Bill was disappointed. Bill’s wife was disappointed, too. She had wanted to thank Vincent Scaglione again for introducing them to the woman with the shoe store, Alma, with whom Bill’s wife had since become sisterly.
“You don’t have a big mouth, dear,” she volunteered. “Actually, you have thin lips. You should always wear a mustache because you have thin lips. I’ll call Alma. She’ll talk to Francis.”
“Who is Francis?”
“Alma’s husband, Francis Ensalada.”
“The woman who owns the shoe store is married to Mr. Ensalada?”
— ♦♦♦ —
Bill’s wife told him later that day that Mr. Ensalada would be calling to discuss the matter personally.
“It isn’t much of a matter,” Bill said to his wife. “If Vincent Scaglione doesn’t want to be my lawyer, that’s his decision to make.”
“But you two are friends,” Bill’s wife said.
“I wouldn’t say that we’re friends,” Bill said.
“Doesn’t he call you Willie?” Bill’s wife asked.
— ♦♦♦ —
The following day, the man with the lateral called Bill at work.
“How much do I owe Mr. Ensalada this year?” Bill asked.
“Bill,” the man with the lateral said, “this is Francis Ensalada. I owe you an apology. Please forgive Vinny the Scallion. He is young and sometimes he misdirects his frustration. He is not quick to anger, but he can become, shall we say testy, at this time of the year, late in July, on the anniversary of the Bar Examination. I was going to send guys to see what is bothering Vinny the Scallion, but instead I spoke with him myself.”
“You’re Mr. Ensalada,” Bill said. “We’ve spoken before.”
“Yes. Forgive me for not introducing myself that first time. It will not do to have my clients know that I make my own collection calls. You understand.”
Bill did understand. Bill often had his wife make his collection calls. “I forgive you, Mr. Ensalada. And although I don’t know from the Bar Exam, I forgive Vinny the Scallion.”
“Vinny the Scallion will be very glad to hear that. He likes you very much, Bill.

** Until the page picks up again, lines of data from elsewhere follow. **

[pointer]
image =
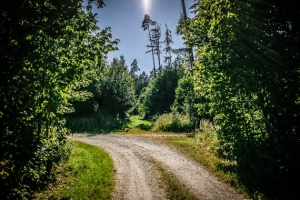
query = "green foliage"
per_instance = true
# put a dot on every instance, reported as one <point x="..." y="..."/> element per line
<point x="248" y="66"/>
<point x="159" y="95"/>
<point x="188" y="103"/>
<point x="173" y="123"/>
<point x="87" y="174"/>
<point x="137" y="124"/>
<point x="115" y="92"/>
<point x="174" y="188"/>
<point x="48" y="50"/>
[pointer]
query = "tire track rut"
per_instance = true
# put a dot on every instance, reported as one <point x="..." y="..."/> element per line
<point x="135" y="178"/>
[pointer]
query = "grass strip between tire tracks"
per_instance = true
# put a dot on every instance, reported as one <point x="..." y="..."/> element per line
<point x="172" y="186"/>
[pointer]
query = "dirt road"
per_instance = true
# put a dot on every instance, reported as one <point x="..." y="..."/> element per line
<point x="135" y="178"/>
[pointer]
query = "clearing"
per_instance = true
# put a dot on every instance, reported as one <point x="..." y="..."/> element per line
<point x="135" y="177"/>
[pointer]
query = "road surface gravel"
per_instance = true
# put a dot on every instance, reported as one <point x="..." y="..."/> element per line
<point x="135" y="177"/>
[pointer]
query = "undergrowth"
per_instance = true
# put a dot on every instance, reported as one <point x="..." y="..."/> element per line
<point x="88" y="174"/>
<point x="172" y="123"/>
<point x="173" y="187"/>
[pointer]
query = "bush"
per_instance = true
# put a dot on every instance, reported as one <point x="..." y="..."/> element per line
<point x="173" y="123"/>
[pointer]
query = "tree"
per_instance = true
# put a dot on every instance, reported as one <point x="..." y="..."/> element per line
<point x="249" y="67"/>
<point x="147" y="22"/>
<point x="45" y="58"/>
<point x="168" y="50"/>
<point x="134" y="68"/>
<point x="115" y="93"/>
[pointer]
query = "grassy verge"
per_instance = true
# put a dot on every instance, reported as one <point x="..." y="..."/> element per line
<point x="88" y="174"/>
<point x="172" y="186"/>
<point x="205" y="155"/>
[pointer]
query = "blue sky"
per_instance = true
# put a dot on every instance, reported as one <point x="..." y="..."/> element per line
<point x="125" y="18"/>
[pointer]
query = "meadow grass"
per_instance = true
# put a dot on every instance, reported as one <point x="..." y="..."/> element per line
<point x="172" y="123"/>
<point x="137" y="124"/>
<point x="204" y="148"/>
<point x="88" y="174"/>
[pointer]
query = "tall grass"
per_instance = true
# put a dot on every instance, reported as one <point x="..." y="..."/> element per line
<point x="205" y="149"/>
<point x="88" y="174"/>
<point x="173" y="123"/>
<point x="100" y="123"/>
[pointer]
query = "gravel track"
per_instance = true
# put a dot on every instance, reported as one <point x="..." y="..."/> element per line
<point x="135" y="178"/>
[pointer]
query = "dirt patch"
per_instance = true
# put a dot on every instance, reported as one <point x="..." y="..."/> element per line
<point x="135" y="177"/>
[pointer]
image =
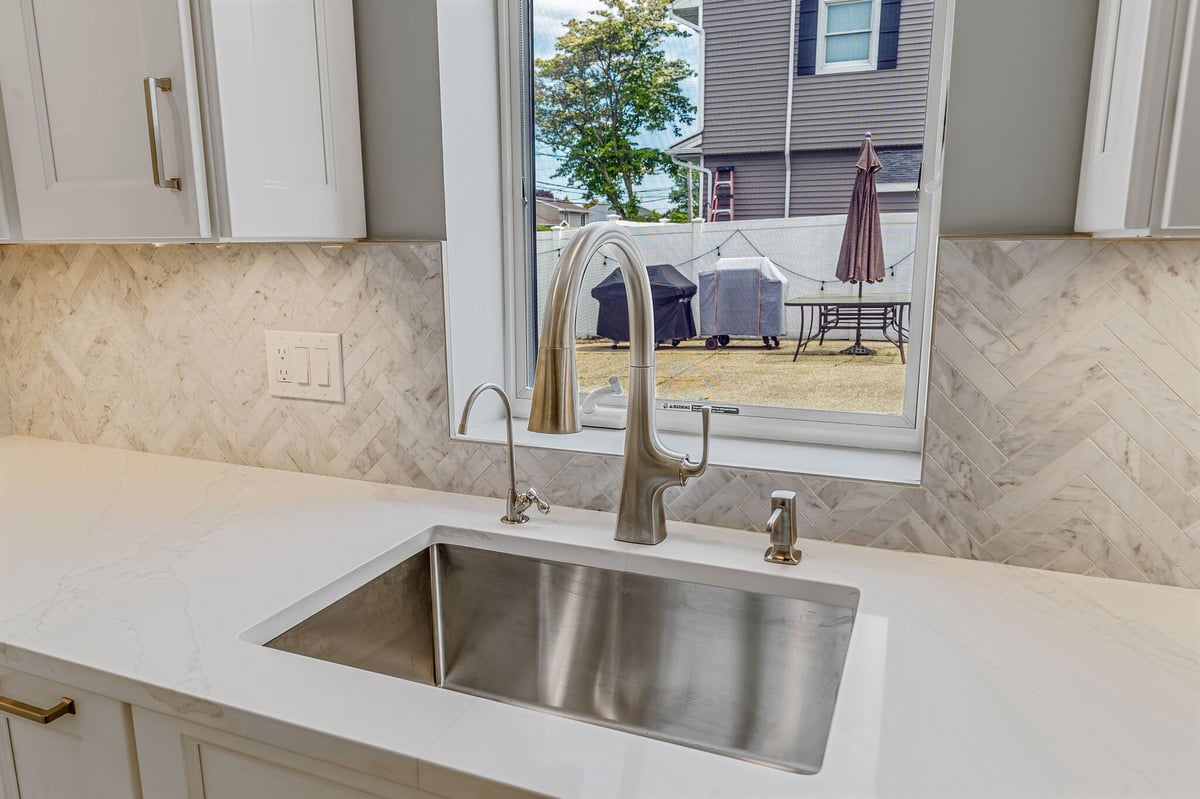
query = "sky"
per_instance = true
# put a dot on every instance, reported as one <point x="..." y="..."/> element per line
<point x="549" y="18"/>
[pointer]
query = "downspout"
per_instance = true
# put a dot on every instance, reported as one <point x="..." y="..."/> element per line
<point x="699" y="30"/>
<point x="787" y="121"/>
<point x="703" y="173"/>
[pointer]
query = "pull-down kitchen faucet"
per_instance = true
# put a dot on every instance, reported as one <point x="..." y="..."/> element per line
<point x="649" y="467"/>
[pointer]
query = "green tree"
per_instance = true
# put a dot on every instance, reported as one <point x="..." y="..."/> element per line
<point x="607" y="83"/>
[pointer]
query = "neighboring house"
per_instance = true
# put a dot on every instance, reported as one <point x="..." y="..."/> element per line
<point x="552" y="212"/>
<point x="857" y="66"/>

He tells me that your products show a great attention to detail, that you have a network of connections across the entire state, and that you work quickly. I wonder if perhaps you would be able to do some work for me, though we will let Vinny the Scallion think you are doing him the favor.”

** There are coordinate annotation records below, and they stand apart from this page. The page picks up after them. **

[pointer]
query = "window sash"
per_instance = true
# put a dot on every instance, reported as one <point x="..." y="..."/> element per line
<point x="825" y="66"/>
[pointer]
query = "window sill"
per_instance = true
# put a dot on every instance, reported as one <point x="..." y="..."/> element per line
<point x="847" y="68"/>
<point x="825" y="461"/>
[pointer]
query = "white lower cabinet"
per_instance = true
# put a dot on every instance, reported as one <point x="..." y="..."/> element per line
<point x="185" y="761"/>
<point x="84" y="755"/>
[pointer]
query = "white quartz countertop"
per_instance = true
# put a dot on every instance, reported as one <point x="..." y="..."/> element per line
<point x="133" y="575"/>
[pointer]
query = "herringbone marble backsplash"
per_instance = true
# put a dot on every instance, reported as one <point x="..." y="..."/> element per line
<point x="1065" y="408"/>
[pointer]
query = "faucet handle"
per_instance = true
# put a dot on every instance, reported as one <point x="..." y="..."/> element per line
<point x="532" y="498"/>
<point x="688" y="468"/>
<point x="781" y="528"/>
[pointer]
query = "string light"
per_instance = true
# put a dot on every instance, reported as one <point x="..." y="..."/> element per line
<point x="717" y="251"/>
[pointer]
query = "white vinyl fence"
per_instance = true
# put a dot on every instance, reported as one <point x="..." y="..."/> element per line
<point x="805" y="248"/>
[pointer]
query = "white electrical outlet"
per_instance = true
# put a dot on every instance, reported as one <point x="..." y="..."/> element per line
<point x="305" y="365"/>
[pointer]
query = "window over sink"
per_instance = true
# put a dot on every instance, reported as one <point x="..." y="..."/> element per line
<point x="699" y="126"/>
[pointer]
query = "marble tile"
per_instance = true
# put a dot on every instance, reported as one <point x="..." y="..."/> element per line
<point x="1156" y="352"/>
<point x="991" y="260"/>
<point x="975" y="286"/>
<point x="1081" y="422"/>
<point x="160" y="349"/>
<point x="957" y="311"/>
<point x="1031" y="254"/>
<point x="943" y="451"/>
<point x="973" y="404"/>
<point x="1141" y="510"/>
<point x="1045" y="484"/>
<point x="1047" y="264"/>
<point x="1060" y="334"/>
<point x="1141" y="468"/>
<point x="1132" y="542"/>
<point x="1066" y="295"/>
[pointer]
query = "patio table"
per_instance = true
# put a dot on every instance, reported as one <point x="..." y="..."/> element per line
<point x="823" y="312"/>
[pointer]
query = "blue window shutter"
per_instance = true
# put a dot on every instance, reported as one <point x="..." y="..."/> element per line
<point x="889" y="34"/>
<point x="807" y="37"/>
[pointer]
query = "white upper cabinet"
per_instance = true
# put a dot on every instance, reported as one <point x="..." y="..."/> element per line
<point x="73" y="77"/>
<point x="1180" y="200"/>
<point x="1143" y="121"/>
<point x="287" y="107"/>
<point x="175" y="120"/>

“Do you need souvenirs?” Bill asked.
“I understand that you know people who do printing,” Mr. Ensalada said. “You might remember that Vinny the Scallion borrowed a substantial sum of money from me some time ago. Vinny the Scallion has not been able to repay all of that money just yet. I think I have thought of a way for all of us to square up.”
— ♦♦♦ —
Vinny the Scallion called Bill on August first.
“My boss is opening a restaurant, Willie, and he’d like your help. Could you print Ensalada’s on ashtrays and matchbooks and shot glasses and some other items, if these items were delivered to your warehouse, probably in the middle of the night? Can you do that, Willie?”

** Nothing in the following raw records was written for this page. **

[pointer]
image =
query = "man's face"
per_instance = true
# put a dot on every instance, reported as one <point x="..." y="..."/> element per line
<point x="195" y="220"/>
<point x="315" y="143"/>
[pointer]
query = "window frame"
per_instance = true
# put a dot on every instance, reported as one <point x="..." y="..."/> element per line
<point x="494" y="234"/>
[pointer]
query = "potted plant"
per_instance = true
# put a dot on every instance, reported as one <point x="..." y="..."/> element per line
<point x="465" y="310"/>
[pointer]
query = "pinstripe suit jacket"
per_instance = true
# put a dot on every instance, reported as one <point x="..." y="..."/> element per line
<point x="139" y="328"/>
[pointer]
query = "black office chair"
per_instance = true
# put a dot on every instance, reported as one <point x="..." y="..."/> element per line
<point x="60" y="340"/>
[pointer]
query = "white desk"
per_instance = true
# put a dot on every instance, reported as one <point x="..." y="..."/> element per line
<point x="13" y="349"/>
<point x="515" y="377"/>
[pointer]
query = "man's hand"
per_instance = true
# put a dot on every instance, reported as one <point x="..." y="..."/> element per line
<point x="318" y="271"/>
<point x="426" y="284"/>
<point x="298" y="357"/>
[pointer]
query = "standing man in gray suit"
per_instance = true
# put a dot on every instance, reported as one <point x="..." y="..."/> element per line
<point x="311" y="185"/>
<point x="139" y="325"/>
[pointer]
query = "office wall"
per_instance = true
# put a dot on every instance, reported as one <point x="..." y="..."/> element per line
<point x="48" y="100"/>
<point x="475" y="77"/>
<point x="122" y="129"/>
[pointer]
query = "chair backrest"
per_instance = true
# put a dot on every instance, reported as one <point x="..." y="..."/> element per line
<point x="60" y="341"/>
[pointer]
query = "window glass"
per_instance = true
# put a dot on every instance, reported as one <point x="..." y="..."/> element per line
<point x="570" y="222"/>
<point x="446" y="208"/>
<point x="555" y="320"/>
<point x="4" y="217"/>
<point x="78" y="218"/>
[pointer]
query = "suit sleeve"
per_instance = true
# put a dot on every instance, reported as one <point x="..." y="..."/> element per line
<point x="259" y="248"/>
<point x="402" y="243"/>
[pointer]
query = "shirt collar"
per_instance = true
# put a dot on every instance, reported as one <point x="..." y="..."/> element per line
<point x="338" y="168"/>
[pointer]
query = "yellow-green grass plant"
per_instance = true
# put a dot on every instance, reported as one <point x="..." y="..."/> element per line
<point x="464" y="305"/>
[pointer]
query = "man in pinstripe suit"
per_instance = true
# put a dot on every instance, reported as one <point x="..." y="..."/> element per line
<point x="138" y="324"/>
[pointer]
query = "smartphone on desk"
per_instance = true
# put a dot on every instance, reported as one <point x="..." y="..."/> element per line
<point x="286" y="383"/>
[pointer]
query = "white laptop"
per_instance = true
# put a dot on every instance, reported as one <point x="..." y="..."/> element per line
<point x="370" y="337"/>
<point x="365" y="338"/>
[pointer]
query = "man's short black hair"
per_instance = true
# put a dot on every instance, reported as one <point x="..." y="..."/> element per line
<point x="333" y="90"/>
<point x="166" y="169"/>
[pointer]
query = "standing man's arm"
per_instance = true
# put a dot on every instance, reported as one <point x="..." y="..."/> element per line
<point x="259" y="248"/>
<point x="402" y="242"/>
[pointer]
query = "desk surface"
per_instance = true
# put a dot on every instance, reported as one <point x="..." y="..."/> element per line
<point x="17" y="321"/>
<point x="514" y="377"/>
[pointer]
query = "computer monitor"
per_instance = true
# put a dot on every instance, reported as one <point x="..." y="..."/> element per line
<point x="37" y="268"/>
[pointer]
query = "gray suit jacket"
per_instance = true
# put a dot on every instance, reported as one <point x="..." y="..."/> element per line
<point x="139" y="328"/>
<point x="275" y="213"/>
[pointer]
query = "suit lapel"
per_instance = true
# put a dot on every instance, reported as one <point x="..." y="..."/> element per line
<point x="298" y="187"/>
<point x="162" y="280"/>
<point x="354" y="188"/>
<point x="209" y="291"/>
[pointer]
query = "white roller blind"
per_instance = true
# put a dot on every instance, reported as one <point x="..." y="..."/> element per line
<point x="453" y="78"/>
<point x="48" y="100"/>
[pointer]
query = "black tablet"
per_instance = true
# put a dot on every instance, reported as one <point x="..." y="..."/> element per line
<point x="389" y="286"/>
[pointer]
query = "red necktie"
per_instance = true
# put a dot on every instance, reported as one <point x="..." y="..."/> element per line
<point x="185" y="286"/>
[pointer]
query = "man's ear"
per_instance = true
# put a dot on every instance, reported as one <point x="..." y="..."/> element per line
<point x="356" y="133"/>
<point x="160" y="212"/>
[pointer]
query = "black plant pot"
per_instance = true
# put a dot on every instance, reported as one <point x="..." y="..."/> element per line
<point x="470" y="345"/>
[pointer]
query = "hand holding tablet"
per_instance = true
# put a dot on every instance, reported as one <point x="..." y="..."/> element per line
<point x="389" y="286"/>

“Ashtrays and matchbooks? And shot glasses? Of course I can do that.”
“I’m glad, Willie. And for you, I will get Lucky the Louse out of your hair.”
“Thank you,” Bill said.
“Thank you,” said Vinny the Scallion.
“May I ask a personal question?” Bill asked. “You don’t have to answer if you don’t want to.”
“Will Vincent Scaglione, Esq., be taking my case, or will Vinny the Scallion be making my problem disappear?”
“That is a very good question, Willie. It deserves an honest answer: I haven’t decided yet. Maybe you have a preference? Maybe we should talk about it. Meet me for dinner tonight, Willie. You can tell me more about the souvenir business and we can talk about trademarks and together we can decide how to handle things.”